Angel and Cordelia look at each other, then open the door.

The apartment is incredibly clean and very tidy, which simply emphasizes its shabbiness. Like the hallway, the carpet is stained and moldy. The linoleum in the kitchenette is stained and marked with cigarette burns. Wesley doesn't have much in the way of furniture, or possessions. There is an old couch, with a clean dark sheet to cover it, and a desk and shelves made out of cinderblocks and boards. An ironed blue shower curtain obscures what turns out to be the closet, and the bedroom contains only a single twin bed and a small dresser and locked trunk. There are a few small prints hung on the walls, and a row of shoes neatly lined up beside the door.

Cordelia is angry. She is angriest with Wesley, for hiding so much behind his fumbling, but she is also angry with herself.

"This is ridiculous. We should have known about this, Angel. We should have known."

Angel starts, about to defend himself, then visibly deflates. "I know. What should we do?"

She thinks for a minute, that selfish, tired part of her wishing that some burdens could fall on someone else. "Let's go get some boxes and pack this stuff up, then take it to my place. The nurse said he couldn't stay by himself anyway, and then we'll figure out what to do next. I'm just glad I thought to invest in a fold out couch."

It doesn't take long to clear out the place. Angel is in charge of making sure that Wesley's toilet articles are placed in a bag for the hospital, alongside a set of clothes for the trip home. Cordelia makes herself useful in the kitchen, clearing out the pot and pan and few dishes left in the cabinets, before stacking the books neatly in a box and taking down the prints. She and Angel agree that most of the stuff on the closet should just go straight on the hanger, lest it be wrinkled, and she packs up the odds and ends.

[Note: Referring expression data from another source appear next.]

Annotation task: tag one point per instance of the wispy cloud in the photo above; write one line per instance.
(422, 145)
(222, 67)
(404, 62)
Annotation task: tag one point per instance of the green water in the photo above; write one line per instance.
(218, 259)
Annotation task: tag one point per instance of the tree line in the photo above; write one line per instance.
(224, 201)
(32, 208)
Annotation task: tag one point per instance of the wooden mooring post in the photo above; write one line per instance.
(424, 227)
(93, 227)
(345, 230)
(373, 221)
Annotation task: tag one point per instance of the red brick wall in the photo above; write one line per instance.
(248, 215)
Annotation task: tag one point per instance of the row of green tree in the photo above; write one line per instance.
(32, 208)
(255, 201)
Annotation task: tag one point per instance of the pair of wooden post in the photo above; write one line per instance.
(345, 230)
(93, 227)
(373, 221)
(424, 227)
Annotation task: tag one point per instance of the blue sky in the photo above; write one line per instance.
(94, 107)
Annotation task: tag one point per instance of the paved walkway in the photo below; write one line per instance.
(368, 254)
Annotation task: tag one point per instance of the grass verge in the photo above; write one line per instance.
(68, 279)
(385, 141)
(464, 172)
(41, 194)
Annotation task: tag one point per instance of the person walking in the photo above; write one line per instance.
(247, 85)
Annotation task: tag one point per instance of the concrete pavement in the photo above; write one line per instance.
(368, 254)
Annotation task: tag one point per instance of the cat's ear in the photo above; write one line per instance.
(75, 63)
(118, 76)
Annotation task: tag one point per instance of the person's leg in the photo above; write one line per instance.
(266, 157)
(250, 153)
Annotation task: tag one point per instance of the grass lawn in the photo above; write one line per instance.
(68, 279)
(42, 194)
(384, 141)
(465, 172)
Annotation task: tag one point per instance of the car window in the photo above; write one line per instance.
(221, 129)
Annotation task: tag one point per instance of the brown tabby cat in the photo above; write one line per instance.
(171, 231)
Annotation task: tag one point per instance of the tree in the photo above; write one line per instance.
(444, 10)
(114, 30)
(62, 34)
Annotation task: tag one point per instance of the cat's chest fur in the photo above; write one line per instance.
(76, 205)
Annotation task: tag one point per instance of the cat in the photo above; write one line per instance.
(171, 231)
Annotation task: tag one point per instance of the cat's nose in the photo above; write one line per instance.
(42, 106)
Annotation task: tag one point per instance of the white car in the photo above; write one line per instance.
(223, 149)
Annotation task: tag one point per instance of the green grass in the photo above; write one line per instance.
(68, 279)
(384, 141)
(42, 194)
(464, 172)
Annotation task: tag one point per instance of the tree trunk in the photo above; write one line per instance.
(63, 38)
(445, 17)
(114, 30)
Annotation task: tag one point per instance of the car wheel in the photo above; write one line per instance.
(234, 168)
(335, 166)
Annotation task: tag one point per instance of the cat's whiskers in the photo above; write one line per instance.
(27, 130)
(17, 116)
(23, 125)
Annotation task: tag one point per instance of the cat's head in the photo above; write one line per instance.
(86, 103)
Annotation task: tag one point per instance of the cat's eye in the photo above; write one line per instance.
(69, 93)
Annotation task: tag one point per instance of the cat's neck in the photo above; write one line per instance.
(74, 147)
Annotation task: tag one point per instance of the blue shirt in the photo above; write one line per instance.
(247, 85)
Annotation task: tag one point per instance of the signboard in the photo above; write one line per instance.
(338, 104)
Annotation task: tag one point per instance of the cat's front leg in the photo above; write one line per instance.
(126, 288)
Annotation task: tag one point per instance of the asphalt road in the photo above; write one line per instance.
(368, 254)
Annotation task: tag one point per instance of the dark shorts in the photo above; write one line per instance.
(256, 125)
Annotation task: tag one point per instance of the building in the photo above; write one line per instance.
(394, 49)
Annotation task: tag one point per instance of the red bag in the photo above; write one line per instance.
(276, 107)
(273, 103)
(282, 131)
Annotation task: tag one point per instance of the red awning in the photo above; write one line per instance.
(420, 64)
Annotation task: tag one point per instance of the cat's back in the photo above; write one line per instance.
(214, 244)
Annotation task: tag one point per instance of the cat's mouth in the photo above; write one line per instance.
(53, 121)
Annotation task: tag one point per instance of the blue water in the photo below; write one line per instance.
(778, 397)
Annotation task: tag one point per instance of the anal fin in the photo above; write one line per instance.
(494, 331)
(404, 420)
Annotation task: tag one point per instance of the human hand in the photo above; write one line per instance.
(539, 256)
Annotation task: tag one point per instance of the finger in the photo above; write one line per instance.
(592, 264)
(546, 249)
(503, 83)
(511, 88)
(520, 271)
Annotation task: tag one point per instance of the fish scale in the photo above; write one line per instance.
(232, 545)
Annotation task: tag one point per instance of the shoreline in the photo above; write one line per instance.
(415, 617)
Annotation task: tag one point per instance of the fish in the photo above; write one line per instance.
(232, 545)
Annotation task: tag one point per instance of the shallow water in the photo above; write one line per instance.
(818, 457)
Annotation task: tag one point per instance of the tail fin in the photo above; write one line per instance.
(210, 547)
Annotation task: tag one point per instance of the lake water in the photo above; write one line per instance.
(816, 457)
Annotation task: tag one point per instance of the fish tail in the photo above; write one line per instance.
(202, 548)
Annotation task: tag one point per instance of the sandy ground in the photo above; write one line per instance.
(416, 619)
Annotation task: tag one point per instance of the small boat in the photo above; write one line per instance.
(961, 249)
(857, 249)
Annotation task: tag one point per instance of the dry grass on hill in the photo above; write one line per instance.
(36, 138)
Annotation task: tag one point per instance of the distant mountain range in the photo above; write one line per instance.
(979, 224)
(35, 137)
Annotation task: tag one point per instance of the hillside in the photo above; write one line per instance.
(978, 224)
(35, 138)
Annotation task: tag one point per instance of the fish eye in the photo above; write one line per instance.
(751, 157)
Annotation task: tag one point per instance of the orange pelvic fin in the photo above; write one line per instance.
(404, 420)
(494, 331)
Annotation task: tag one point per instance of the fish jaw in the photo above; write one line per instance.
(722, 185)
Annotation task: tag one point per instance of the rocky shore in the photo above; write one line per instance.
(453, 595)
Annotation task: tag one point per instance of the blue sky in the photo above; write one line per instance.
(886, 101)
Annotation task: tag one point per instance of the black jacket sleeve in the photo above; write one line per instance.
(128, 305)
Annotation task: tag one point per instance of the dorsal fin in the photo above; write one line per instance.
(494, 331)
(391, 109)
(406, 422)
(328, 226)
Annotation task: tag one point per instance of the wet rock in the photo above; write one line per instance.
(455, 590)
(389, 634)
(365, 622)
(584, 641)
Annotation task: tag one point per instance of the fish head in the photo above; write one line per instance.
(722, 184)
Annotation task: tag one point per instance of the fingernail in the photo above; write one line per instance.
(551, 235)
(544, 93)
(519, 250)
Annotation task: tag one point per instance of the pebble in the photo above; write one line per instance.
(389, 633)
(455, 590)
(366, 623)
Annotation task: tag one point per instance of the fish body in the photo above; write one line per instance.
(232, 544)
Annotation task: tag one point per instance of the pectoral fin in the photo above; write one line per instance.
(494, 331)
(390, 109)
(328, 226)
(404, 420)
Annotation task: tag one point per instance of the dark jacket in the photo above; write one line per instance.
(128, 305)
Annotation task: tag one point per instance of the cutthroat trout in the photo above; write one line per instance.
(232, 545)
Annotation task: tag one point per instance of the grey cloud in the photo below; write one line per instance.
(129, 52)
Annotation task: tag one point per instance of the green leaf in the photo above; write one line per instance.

On the shelf next to Wesley's journals (which Cordelia very carefully does not read) is a shoebox. Cordelia opens it to find recent checks and bank statements. Wesley has $53.82 in a checking account. She puts the statement back and packs the box away.

*

At home, the three boxes go in the corner of the dining area, while the suits and clothes are hung up in the back of Cordelia's closet. Wesley will stay here as long as he needs to, Cordelia decides, and she will just deal with the mess and inconvenience with good humor. He's going to eat well and get stronger if she has to force feed him Ensure bars and sprinkle his tea with bulk-up powder. He's going to learn how to trust me, she thought, and the next time something bad happens he's going to have a home and friends -even if it's just me and the vampire- to turn to. None of us have to do this alone.

He has victim written all over him, Cordelia thinks, but he has survivor written there too, maybe she can add a few lines about family, if she tries.